The Connecticut state Senate failed to override a veto by Governor Dannel Malloy on legislation that would have allowed teachers to remove disruptive or violent students from their classroom.
Governor Malloy vetoed the bill because he said the measure would disproportionately affect students with disabilities and students of color.
The bill passed unanimously in the Senate last month, but at Monday's veto session, it was clear that some Senators were having second thoughts about the bill, including Democratic Senator Gayle Slossberg.
“We can't take any chances that any of our communities are going to be disadvantaged or disproportionately impacted, or that in any way we are going to rollback all of the good work we have done in the past on our suspension laws,” said Slossberg.
But Republican Senator Toni Boucher urged for the override, saying the bill ensures a safe classroom.

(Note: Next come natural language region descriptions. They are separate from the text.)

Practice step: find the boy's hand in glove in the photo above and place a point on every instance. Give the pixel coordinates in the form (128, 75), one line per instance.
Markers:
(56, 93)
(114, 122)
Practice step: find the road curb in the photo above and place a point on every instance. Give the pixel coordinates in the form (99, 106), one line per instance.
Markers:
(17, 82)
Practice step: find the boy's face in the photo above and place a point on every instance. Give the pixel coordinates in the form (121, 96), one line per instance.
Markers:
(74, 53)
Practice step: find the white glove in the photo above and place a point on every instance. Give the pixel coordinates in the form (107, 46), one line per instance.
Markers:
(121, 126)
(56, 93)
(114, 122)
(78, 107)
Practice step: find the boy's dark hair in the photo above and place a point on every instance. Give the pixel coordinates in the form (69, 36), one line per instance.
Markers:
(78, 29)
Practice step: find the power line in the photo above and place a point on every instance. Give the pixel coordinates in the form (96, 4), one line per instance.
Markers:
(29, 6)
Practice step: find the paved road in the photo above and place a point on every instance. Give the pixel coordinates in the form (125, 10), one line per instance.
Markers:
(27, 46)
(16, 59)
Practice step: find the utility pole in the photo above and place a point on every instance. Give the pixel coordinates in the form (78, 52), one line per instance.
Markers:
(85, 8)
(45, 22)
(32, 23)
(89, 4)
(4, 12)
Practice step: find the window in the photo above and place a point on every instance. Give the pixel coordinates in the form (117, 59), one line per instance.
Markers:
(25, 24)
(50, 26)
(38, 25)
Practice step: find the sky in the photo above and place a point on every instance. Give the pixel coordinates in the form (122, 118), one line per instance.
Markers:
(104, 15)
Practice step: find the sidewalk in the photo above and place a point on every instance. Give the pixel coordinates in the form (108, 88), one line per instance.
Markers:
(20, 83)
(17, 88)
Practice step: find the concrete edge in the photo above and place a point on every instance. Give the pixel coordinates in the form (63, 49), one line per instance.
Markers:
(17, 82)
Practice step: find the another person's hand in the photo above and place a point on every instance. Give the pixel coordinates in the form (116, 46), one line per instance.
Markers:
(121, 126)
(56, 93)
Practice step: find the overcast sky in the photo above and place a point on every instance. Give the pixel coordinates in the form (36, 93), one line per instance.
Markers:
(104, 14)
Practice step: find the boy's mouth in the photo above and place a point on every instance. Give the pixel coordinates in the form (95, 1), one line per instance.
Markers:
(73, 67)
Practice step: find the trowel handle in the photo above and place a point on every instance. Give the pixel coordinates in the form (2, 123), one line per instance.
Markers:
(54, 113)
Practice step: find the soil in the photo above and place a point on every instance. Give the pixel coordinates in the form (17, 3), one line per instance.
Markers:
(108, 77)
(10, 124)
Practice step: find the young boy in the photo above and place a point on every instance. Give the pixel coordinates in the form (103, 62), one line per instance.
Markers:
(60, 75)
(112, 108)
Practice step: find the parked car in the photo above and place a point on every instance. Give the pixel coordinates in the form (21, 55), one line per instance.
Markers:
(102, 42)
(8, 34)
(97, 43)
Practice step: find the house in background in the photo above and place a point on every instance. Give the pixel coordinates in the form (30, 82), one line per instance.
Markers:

“We have teachers leaving the classroom that have been veteran teachers because of the feeling of harm, and the feeling that it's not a safe environment,” said Boucher. “What we want to do above all else is to have a good learning environment.”
While the bill failed to get the two-thirds votes necessary for an override, Democratic Senator Steve Cassano urged his colleagues to not wait until next year to fix the problem.
“This something that can be worked out,” said Cassano, “and I'd much rather it be worked out as part of the special session that we are most likely to have, so that we don't have to wait a year for this to be effective.”
It is expected that the General Assembly will reconvene for a special session sometime this summer to come up with a framework for sports gambling in the state.